As Gracie goes on to explain in Breathe  A Life In Flow, “Orlando Cani taught me how to empty my mind and use intuition instead of my brain. This gave me a huge advantage in the ring. I never thought about strategy. I just allowed myself to connect with my opponent on a profound level. The moment the bell rang, I didn’t expect anything or plan anything.” (pg. 92)


By Tom Phillips

About the book: In Truth, Tom Phillips tells the story of how we humans have spent history lying to each other – and ourselves – about everything from business to politics to plain old geography. Along the way, he chronicles the world’s oldest customer service complaint, the Great Moon Hoax of 1835 and the surprisingly dishonest career of Benjamin Franklin.

“Quite a lot of the time, truth never even shows up to the fight.” - Tom Phillips

Keith's read (from Early Look on May 23): If you want a good #behavioral read on information vacuums, feedback loops, and the general “origin of the specious,” I recommend Truth: A Brief History of Total Bullsh*t.

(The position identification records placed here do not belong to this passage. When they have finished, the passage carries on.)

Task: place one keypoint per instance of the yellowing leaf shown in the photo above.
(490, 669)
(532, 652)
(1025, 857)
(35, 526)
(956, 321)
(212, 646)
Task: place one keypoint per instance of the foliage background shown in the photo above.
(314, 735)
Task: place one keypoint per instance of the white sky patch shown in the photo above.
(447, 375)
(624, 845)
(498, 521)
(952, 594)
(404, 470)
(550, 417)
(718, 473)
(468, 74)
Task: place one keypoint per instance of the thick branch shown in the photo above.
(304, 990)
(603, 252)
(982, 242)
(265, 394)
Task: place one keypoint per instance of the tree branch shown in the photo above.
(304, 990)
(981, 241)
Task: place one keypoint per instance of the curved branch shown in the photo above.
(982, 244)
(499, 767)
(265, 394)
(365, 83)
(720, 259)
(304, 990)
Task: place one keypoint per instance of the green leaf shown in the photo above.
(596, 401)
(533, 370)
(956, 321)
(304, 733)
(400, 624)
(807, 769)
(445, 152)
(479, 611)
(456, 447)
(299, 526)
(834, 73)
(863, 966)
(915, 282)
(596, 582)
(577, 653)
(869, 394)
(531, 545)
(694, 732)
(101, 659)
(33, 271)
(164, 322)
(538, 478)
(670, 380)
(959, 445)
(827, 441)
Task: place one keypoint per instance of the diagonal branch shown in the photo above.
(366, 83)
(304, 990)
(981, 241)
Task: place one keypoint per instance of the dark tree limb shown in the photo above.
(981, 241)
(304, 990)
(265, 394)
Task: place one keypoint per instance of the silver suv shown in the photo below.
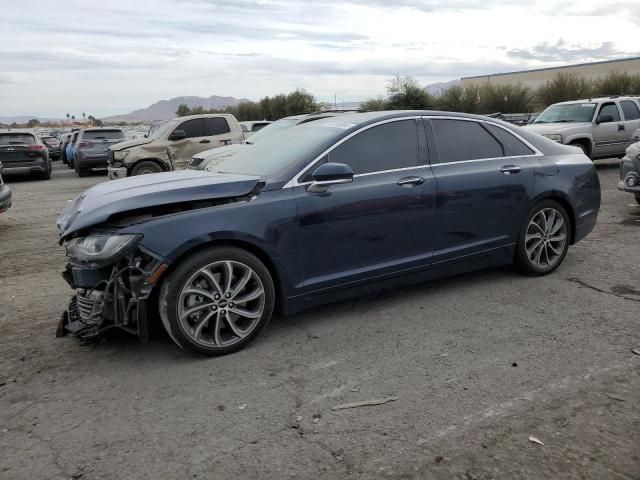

“This all ties to a cognitive bias known as anchoring: our brain’s tendency to latch onto the first piece of information we get about any subject and give it far more weight than anything else.” Example: “AI”…

When there isn’t good information, crappy information will always flood in to fill the void… all of us have to rely on others for information… but it does come with some downsides. And one major downside is the bullsh*t feedback loop.” (pg. 33)


By Johnny Joey Jones

About the book: In Unbroken Bonds of Battle, Joey tells the stories of warriors, who for years have supported and inspired him on the battlefield and off. Through unfiltered and authentic conversations with American heroes in every branch of service, Joey tackles the big questions about life, loss, and, of course, hunting.

“The price of freedom has a name, and a story.” - Johnny Joey Jones

Keith's read (from Early Look on July 25): One of the more humbling #behavioral and #history books I’ve read this summer was Unbroken Bonds Of Battle. It’s a book authored by a man who lost both of his legs fighting for his country. But that’s far from the point of the book.

It’s clearly a book about uniquely American patriotism and bravery. But it’s also a book about friendships and bonds. MANY of the people who will die for your freedom come from VERY different economic situations than the USA described on Old Wall TV.

“Growing up for me was a time of learning absurdly simple, yet invaluable lessons. Growing up poor. Growing up in the South. Growing up the son of a brick mason and a house cleaner ... I learned to appreciate things, as we couldn’t afford many luxuries.”